C'était un soir d'été, la comtesse et l'amiral allaient se mettre à table pour souper; tout à coup on annonce le roi.

Grande frayeur. L'amiral n'a que le temps de se glisser dans la cheminée derrière des plantes et des arbustes qui servaient à cacher l'âtre, tandis que la favorite fait disparaître toute trace de sa présence.

François Ier entre, il remercie sa mie de l'avoir attendu, bien qu'il ne dût pas venir, et gaîment il se met à table.

Tant que dura le souper le roi, qui jamais n'avait été plus joyeux, prit un malin plaisir à lancer dans la cheminée tous les débris du repas. Vins, sauces, pelures de fruits, reliefs de viande, pleuvaient sur le malheureux amiral.

Enfin, dit le texte de la chronique, qu'il est ici nécessaire d'expurger, François Ier, après un entretien fort vif et fort animé, se tourna vers la cheminée et oublia qu'il n'était pas le long d'un des grands arbres des forêts de la couronne. Gulliver en pareille circonstance faillit noyer une foule de Lilliputiens; l'heureux amant ne fut que largement arrosé.

Le roi parti, la comtesse eut toutes les peines du monde à consoler l'amiral; il était resté près de trois heures dans la plus ridicule des positions, il voulait se venger; enfin sa belle amie réussit à lui prouver que le roi était encore le plus malheureux.

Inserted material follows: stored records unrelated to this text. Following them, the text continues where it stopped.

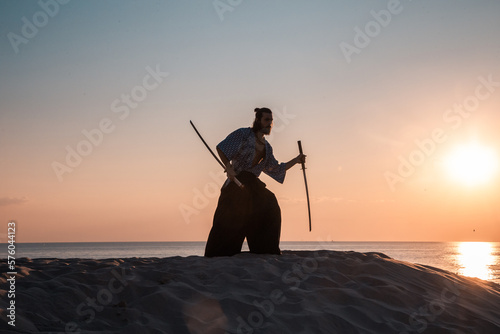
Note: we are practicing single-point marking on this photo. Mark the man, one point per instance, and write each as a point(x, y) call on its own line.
point(252, 211)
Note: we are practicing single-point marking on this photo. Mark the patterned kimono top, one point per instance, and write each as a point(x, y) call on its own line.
point(239, 148)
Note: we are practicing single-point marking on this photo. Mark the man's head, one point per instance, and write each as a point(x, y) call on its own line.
point(263, 121)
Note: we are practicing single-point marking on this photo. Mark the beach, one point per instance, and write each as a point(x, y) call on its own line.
point(297, 292)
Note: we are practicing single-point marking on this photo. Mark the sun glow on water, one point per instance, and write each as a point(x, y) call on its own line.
point(476, 259)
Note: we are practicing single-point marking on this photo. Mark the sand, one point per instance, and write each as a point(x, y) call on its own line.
point(297, 292)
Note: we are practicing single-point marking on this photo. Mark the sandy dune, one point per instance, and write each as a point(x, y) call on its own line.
point(297, 292)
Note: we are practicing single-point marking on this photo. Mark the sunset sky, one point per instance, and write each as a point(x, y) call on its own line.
point(96, 98)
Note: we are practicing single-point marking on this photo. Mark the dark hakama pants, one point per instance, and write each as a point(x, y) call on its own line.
point(252, 212)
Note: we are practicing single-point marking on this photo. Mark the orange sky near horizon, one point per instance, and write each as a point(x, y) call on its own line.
point(118, 89)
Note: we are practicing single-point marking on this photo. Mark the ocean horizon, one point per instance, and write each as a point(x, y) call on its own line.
point(474, 259)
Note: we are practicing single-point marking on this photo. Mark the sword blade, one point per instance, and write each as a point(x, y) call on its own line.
point(213, 154)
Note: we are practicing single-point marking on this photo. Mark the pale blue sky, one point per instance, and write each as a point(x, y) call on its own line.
point(354, 119)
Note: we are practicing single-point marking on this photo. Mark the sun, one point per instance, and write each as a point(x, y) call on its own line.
point(472, 164)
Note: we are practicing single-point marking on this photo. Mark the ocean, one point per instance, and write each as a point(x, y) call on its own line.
point(475, 259)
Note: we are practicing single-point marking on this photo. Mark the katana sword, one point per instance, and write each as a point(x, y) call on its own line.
point(216, 158)
point(307, 190)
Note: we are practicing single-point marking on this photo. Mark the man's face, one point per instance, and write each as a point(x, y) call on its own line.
point(266, 123)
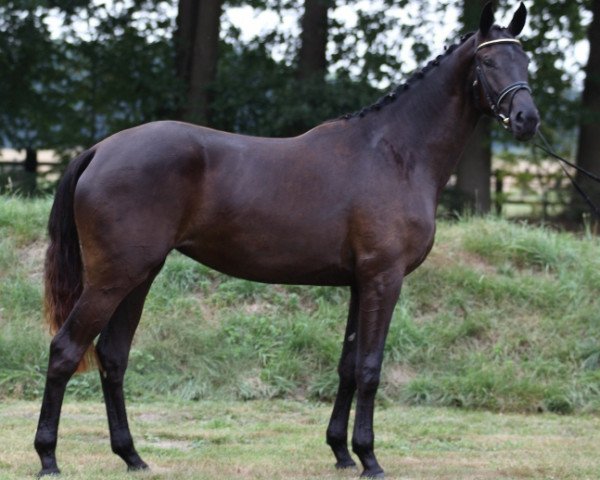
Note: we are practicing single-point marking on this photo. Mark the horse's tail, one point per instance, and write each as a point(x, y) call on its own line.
point(63, 270)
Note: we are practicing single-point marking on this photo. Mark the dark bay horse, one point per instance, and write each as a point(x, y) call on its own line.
point(351, 202)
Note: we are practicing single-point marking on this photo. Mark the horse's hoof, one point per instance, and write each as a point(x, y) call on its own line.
point(138, 467)
point(345, 465)
point(46, 472)
point(373, 474)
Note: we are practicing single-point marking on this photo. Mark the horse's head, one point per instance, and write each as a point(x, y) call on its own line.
point(501, 87)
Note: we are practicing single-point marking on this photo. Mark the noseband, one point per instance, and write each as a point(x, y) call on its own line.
point(495, 100)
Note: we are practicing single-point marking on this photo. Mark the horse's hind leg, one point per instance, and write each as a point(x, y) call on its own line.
point(337, 432)
point(89, 316)
point(113, 352)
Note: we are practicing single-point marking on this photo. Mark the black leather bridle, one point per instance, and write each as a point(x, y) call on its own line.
point(493, 99)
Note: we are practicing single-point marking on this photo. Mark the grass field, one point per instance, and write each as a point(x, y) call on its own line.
point(233, 379)
point(501, 316)
point(285, 439)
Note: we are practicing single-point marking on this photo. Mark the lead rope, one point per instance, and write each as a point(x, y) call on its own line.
point(548, 149)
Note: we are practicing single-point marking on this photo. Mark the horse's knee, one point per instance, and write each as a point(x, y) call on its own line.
point(113, 366)
point(64, 359)
point(368, 376)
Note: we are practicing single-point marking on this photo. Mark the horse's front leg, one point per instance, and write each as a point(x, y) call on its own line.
point(378, 296)
point(337, 432)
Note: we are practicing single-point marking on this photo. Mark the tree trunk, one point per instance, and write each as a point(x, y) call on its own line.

Cette leçon ne corrigea nullement du reste l'amiral Bonnivet; comme son maître il aimait les femmes à la passion; mais tandis que François Ier s'adressait à des femmes de toutes conditions, il ne rechercha jamais que les plus nobles, et les plus hautes, celles en un mot dont la conquête présentait le plus de difficultés.

Aimé de madame de Chateaubriant, il voulut l'être de la reine Marguerite, et une nuit il osa s'introduire dans son appartement, par une trappe qu'il avait réussi à faire pratiquer en secret.

La belle et sage(!!!) reine de Navarre a pris la peine de nous raconter cette aventure dans son Heptaméron. Bonnivet osa essayer de la violence, mais il fut repoussé avec perte, «si bien, dit la belle conteuse, que le galant se retira, portant sur son visage les marques sanglantes de la résistance qu'il avait rencontrée.»